Satisfecho, salió del recinto. Ahora debía ocupar su puesto de vigilancia y pronosticar el siguiente movimiento ofensivo del comandante almohade. Pensó en Guillén de Montcada. Ocupaba ya el primer lugar en su lista de sospechosos y, tal vez, su impúdica esposa fuera su cómplice. Fuera quien fuera el asesino y el motivo del crimen, claramente, deseaba responsabilizar a su Orden. Y Guillén, al parecer, era el único que conocía el pentagrama. Sin embargo, o no estaba tan versado como él creía y había errado la posición exacta del pentagrama, o desconocía que poseía más de un significado según su orientación.

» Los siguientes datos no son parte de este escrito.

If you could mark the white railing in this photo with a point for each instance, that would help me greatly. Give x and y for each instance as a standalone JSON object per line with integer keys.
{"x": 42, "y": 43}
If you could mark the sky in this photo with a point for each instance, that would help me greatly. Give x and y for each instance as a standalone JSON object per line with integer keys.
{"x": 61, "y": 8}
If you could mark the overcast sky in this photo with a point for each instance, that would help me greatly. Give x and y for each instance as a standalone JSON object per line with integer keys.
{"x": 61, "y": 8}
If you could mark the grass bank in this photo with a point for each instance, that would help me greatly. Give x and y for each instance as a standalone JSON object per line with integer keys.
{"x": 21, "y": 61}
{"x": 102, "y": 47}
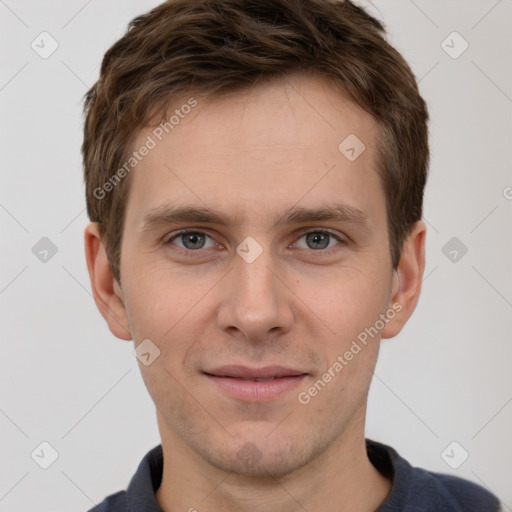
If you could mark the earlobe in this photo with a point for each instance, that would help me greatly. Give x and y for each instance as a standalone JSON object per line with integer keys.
{"x": 106, "y": 291}
{"x": 407, "y": 278}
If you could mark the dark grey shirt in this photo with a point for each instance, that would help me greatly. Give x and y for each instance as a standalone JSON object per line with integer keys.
{"x": 413, "y": 489}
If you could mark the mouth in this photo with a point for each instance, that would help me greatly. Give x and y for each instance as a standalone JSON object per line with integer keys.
{"x": 255, "y": 384}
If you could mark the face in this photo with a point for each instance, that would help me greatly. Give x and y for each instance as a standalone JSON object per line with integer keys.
{"x": 253, "y": 302}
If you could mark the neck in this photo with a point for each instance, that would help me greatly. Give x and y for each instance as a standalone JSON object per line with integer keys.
{"x": 342, "y": 479}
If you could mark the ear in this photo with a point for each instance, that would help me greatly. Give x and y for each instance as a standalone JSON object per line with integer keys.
{"x": 407, "y": 279}
{"x": 106, "y": 291}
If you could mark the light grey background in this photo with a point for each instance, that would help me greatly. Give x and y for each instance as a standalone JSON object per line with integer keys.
{"x": 67, "y": 381}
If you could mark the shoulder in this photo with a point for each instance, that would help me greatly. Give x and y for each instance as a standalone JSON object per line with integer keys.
{"x": 415, "y": 489}
{"x": 468, "y": 495}
{"x": 113, "y": 503}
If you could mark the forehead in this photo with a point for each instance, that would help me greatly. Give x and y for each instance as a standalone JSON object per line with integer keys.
{"x": 282, "y": 142}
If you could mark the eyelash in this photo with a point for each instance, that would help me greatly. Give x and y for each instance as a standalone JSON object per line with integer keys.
{"x": 190, "y": 252}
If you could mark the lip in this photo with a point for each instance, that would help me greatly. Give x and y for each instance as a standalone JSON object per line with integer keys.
{"x": 240, "y": 381}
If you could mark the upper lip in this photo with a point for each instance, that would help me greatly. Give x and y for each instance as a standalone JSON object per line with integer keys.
{"x": 243, "y": 372}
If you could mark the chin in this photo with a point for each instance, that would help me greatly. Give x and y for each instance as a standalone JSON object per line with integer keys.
{"x": 262, "y": 457}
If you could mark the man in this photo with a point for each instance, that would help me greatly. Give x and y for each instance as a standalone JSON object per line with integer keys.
{"x": 254, "y": 177}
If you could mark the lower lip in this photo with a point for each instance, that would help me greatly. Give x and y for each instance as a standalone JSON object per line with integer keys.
{"x": 254, "y": 391}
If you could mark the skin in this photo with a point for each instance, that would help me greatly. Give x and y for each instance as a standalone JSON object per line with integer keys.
{"x": 250, "y": 155}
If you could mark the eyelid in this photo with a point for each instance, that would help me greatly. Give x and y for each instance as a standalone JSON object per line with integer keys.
{"x": 167, "y": 240}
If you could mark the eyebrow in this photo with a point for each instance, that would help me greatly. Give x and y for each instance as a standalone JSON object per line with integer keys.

Álvar pensó en los numerosos significados de los elementos que lo componían. Uno de ellos era la situación geográfica. Cada uno de los cuatro elementos representaba un punto cardinal: tierra, Norte; fuego, Sur; agua, Oeste; aire, Este. En los mapas codificados templarios solían usarse estas indicaciones. Además de mensajes cifrados y jeroglíficos, algunos originales de la antigua Mesopotamia también poseían un alfabeto propio derivado del antiguo alfabeto ugarit, con caracteres que sustituían cada una de las letras latinas.

Todo era poco para preservar los añejos y valiosísimos secretos de la Orden. Él mismo había tenido entre sus manos el santo sudario que había cubierto el cuerpo de Cristo y que, sacado de un hermoso arcón en Constantinopla, había sido embarcado rumbo a Italia con el fin de protegerlo de los cátaros: un movimiento religioso de origen gnóstico, cuyas creencias repudiaban todo lo material porque creían que lo físico era producto de Satán y que Cristo era tan solo un concepto divino.

Muchos eran los enemigos de su dios, pero su fe, su sapiencia, su tesón y su espada eran armas suficientes que pondría gustoso al servicio de su religión. Tan solo tenía un enemigo enrolado en sus filas: esa lujuria como nunca antes había sentido, intensa, apremiante, arrolladora. Apenas podía mirarla sin imaginarla desnuda y dispuesta. Aquella mirada cerúlea lo desarmaba. Tan solo su cercanía le producía una desazón inquietante y desataba una serie de impulsos que controlaba estoicamente, pero que lo debilitaba al punto de necesitar de toda su fuerza y autocontrol.

Se preguntó cuánto sería capaz de aguantar. Aquella mujer taimada y sensual conseguía transformarlo en alguien que no conocía y le provocaba en los sentidos emociones nuevas que no sabía manejar. Esa indefensión lo desquiciaba. ¿Cómo enfrentarse a algo que no conocía? ¿Era, quizás, una prueba de Dios que lo tentaba para medir su fe? ¿Acaso no había demostrado sobradamente su lealtad? No, se dijo, Dios no tenía nada que ver con ella.